Stranger still, the City is even beginning to buy the story. The shares have risen strongly this year as the price finally starts to break free from a rating which reflected the perception of BT as a dying British utility. There's a way to go before the company finds itself rated like IBM, with which it often now competes for contracts, but the process has at least begun.

It has taken four years of hard grind for investors to start believing the story. Yet not only do Global Services now show a consistency of big contract wins, it even appears BT can make money out of them too. Some £400m of annualised cost cuts were announced yesterday in pursuit of the division's 15 per cent Ebitda target. The contrast with the value destruction of BT's previous attempts to go global - where high cash prices were paid for assets of questionable quality - could hardly be greater. By following clients into markets where they need service, BT is creating a global presence of impressive proportions.

There are lots of things that could still go wrong, but on the international front, at least, this once bombed-out old telecoms company seems finally to have seen the future and to be getting it largely right.

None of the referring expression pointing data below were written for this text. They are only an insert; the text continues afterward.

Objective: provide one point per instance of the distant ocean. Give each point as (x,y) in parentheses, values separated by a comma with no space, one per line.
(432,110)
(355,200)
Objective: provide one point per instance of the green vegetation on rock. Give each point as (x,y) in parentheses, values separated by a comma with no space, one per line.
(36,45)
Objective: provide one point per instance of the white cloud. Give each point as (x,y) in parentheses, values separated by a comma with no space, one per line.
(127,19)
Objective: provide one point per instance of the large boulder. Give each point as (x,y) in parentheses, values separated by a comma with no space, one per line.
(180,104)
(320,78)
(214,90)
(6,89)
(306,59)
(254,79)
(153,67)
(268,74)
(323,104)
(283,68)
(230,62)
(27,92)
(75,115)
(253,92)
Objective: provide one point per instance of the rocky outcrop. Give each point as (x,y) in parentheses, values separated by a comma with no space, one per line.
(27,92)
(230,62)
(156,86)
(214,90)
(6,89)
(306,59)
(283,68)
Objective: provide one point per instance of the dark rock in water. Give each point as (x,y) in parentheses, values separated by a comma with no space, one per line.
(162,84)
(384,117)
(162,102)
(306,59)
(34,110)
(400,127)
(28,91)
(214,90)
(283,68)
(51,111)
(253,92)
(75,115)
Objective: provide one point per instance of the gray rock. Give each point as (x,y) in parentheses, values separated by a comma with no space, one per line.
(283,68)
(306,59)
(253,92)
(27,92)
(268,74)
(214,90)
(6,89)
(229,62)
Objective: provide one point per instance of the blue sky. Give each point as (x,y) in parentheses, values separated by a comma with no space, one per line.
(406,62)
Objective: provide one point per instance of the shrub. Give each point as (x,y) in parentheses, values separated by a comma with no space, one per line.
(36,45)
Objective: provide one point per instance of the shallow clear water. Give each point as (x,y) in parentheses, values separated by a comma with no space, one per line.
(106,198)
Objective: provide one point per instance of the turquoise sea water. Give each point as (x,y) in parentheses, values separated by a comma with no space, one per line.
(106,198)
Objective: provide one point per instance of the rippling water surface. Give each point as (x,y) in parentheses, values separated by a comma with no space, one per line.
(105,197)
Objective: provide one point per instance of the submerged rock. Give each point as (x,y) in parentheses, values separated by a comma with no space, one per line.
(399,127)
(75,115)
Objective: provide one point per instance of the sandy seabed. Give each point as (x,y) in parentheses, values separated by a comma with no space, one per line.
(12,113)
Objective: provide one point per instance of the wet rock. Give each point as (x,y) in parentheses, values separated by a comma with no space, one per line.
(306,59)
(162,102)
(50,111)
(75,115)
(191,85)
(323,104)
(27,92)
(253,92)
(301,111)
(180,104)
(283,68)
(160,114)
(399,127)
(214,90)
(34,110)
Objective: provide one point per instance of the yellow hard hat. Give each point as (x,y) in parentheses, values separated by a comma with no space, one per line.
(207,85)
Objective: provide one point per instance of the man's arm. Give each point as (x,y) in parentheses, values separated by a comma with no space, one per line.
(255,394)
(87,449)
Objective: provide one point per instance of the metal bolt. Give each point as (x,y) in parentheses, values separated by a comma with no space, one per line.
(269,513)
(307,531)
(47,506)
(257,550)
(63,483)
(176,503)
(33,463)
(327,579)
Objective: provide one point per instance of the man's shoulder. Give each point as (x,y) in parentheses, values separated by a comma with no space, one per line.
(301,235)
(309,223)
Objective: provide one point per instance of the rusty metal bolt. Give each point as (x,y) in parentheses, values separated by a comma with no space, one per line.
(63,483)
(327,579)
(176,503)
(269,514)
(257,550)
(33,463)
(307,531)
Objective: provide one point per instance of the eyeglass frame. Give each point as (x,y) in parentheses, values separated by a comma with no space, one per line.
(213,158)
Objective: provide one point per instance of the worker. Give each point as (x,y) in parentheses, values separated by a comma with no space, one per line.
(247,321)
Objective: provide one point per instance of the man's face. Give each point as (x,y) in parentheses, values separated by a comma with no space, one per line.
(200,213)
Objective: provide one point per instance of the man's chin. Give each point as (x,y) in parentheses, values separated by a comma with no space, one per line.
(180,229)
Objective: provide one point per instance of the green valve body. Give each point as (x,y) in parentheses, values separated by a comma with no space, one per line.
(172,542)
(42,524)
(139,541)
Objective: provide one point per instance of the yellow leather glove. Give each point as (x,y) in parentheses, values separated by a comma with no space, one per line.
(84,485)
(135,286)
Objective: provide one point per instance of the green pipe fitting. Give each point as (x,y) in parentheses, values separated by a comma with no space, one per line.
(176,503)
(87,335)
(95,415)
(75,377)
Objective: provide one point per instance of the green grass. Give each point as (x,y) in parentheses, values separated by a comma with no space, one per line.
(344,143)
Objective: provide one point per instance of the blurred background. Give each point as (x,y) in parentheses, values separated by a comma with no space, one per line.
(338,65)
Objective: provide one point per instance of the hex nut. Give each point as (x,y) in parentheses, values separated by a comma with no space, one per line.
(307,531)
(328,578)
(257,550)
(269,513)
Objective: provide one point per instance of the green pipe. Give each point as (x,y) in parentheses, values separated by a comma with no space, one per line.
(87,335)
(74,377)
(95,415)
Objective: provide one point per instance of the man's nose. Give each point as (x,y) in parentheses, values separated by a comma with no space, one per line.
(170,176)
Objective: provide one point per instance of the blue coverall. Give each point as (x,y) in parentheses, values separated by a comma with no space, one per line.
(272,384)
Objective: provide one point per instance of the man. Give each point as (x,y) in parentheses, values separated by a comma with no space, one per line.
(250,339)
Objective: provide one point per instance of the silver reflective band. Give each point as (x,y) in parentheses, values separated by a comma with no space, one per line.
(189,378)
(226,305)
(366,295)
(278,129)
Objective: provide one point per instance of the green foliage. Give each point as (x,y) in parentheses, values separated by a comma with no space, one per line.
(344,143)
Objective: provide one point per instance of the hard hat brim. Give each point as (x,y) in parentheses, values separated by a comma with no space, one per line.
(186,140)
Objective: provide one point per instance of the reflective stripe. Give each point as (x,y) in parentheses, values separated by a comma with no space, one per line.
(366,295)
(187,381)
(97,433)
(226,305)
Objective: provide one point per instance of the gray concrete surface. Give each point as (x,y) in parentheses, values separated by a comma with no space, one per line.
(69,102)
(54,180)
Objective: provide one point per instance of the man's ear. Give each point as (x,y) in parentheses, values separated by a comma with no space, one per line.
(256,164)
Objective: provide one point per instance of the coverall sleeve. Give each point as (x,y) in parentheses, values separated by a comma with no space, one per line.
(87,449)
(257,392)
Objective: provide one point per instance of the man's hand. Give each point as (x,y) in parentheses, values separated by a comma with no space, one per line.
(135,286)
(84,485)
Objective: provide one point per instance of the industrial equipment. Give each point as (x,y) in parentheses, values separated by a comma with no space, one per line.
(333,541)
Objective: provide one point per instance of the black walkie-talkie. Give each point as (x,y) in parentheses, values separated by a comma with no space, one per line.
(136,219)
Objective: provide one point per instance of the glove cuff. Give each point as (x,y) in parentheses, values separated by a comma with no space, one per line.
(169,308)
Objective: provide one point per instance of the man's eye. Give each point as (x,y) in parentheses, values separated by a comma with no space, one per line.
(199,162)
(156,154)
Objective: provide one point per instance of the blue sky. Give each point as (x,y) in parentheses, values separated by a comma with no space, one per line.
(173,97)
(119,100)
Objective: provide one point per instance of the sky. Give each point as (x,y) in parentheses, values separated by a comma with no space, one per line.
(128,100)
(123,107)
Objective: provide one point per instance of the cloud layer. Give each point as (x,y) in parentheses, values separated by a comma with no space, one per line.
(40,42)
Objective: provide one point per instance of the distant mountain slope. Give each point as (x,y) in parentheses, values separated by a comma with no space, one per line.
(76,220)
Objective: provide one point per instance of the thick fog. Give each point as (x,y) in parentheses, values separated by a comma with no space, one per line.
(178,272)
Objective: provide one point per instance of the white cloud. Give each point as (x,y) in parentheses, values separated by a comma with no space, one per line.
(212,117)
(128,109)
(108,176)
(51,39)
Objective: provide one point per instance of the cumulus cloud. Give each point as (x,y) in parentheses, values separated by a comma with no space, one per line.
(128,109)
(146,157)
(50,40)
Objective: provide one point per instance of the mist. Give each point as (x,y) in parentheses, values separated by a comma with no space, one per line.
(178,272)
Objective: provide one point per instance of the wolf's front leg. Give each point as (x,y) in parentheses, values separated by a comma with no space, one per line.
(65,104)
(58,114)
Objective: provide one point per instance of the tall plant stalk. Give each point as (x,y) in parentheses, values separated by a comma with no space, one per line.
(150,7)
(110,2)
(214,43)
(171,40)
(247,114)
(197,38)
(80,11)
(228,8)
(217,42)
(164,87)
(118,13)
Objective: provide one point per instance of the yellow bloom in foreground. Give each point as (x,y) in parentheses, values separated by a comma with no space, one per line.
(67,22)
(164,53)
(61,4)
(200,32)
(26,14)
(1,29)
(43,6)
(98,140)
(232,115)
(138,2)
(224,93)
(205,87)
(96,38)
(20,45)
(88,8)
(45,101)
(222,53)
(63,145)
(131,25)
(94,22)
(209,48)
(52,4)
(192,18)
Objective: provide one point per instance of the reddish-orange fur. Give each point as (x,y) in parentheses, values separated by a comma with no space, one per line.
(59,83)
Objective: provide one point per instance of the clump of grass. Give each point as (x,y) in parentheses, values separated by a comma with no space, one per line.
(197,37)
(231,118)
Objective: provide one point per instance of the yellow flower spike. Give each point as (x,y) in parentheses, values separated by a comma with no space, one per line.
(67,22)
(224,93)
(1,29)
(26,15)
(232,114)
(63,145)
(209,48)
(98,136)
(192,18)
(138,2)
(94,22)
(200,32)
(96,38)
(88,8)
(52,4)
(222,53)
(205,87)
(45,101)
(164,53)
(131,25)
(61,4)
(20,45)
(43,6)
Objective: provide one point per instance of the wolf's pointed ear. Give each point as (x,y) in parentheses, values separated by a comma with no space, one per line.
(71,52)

What now for pensions reform?

All the fevered speculation about what Gordon Brown may or may not do with foreign and domestic policy when he becomes Prime Minister is getting to be a bit of a bore, but, just to compound the tedium, let me add my penny's worth in the arcane but vitally important area of pensions.

Conventional wisdom would have you believe that he'll junk all Lord Turner's proposed reforms the moment he gets through the door, if only to ensure they don't become part of Tony Blair's "legacy".

There was always an element of "not invented here" about Mr Brown's opposition to the proposals, and it may be that out of spite alone he'll return to the drawing board. Both at a practical and an ideological level, the Chancellor worries about the higher, basic state pension recommended by Lord Turner - the one because of its implications for the public finances, the other because he favours means-testing.

Less controversial from his perspective is the proposed National Pensions Savings Scheme, where employers and employees are obliged to contribute unless they specifically opt out. He won't care a fig about the dumbing down effect this might have on more favourable private pension provision. The middle classes can on the whole take care of themselves.

Yet the NPSS only really works lower down the employment chain in conjunction with a non means-tested higher state pension. The betting therefore has to be that pension reform broadly in line with the eminently sensible set of proposals put forward by Lord Turner will be part of the new "inclusive" Gordon Brown.